И шум, и крик граничный
Застынут, как в мороз.
И не поднимут птицы
дорожки крупных слез,
не перетащат горя
через полоски рвов.
И будет остановлен
порыв у злых умов.
Не бей войною в сердце.
Утро прощания
У холодной стены,
завернувшись в простынку цветную,
я не сплю уже третью ночь,
не реву, не грущу,
не ропщу, не тоскую.
Просто жду вас, ушедшие прочь.
Что за детская мысль:
напряжением воли
удержать на земле вашу тень,
и услышать ваш голос
без признаков боли,
и прощение вымолить всем.
Но я вижу вас, ближние,
слышу вас, дальние,
только слов у той музыки нет.
И видны ваши лица
прекрасно-печальные
тем, кто смотрит меня на просвет.
Вас вызывает
Ну что ж, настали времена,
пора идти вперед.
Неужто гениев страна,
как манны с неба, ждет?
Огонь свечи и лампы свет
поспорят, кто важней,
а нам приходится впотьмах
ждать снова светлых дней.
Но не спокойствие сулит
подъем души и страсть,
не тихий угол, не камин,
не деньги и не власть.
Но времена включают свет
на мощь в миллиарды ватт,
и ты стоишь, прозрачен весь,
как будто гол и слаб.
Но времена всего сильней,
а зов души – как пульс,
и бьется сердце.

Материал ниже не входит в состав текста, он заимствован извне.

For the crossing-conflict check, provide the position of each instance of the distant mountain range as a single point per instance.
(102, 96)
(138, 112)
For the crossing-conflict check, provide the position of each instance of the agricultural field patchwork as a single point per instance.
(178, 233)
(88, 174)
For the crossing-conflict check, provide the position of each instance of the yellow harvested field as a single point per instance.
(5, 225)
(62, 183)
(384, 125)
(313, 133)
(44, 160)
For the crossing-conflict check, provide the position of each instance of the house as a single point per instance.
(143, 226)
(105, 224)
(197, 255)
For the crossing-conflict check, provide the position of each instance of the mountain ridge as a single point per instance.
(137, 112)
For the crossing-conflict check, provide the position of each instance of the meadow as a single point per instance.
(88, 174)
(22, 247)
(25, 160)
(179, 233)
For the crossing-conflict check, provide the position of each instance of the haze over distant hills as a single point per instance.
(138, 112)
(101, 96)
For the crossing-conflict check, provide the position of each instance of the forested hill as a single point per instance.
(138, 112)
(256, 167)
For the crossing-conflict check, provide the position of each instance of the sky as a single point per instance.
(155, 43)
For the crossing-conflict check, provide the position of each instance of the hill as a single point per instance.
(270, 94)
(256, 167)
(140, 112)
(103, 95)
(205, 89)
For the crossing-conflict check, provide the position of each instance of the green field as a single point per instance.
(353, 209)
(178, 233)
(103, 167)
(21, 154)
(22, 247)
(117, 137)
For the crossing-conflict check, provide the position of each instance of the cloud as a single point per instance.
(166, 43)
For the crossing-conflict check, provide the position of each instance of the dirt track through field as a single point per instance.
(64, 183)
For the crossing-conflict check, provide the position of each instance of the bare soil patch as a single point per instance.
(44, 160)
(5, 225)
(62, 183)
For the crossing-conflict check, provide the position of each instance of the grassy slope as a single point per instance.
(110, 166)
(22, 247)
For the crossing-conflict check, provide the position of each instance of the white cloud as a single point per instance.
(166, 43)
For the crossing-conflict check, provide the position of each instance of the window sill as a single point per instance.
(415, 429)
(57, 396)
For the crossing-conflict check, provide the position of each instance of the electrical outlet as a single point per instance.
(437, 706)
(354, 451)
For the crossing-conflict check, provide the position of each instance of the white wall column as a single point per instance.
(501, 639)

Так смелей
пускайся в новый путь.
Сон обывателя
Вот над нами проносится ветер,
Где-то поверху бродит буря,
Мы не спим и тревожим соседей:
Что-то будет, ну что-то же будет.
Просыпаемся – пот леденящий
По ключицам стекает в простынку,
Сиплым голосом, а не звенящим
Мы досадуем на ошибку,
Слишком рано, доспать не придется,
Солнца нет, не объявится лето.
Но не можется, сердце бьется
От полуночи до рассвета.
Словно кто-то злокозненно ловкий
Отобрал кислород у дыханья
И в угарном дыму вдруг защелкнул
На ногах кандалы ожиданья.
Но не так уж придется стараться,
Мы готовы давно подчиниться
Из-за памяти страха, страданья,
Что, возможно, опять повторится.
Авторская печальная
Этот мир в конце или в начале —
ему нет нужды знать,
он просто требует,
чтоб о нем рассказали,
а на автора глубоко плевать.
Этот мир с безжалостным светом
и все заливающей тишиной
требует – нет, не ответа,
а возможности быть собой.
И ему для какой-то цели,
мне не ясной, нужны слова,
и он пробивается
водой сквозь щели,
и водой становлюсь сама.
В его равнодушии нет отрицания,
он не знает сомнений,
как правящий бог,
и он не просит от меня желания,
только тысячи тысяч строк.
И я бормочу: заделаем щели,
и бес с ней, с водой,
но жжет в глубине.
И ясно – тут не ждут подчиненья
и даже полета верхом на метле.
С неумолимостью стихийного бедствия
поток надвигается,
и нечем мне крыть,
остается простое действие —
двери души нараспашку открыть.
IV. «Любовь никогда не требует, чтобы ты был не тем, кто ты есть…»
Любовь
Любовь никогда не требует, чтобы ты был не тем, кто ты есть.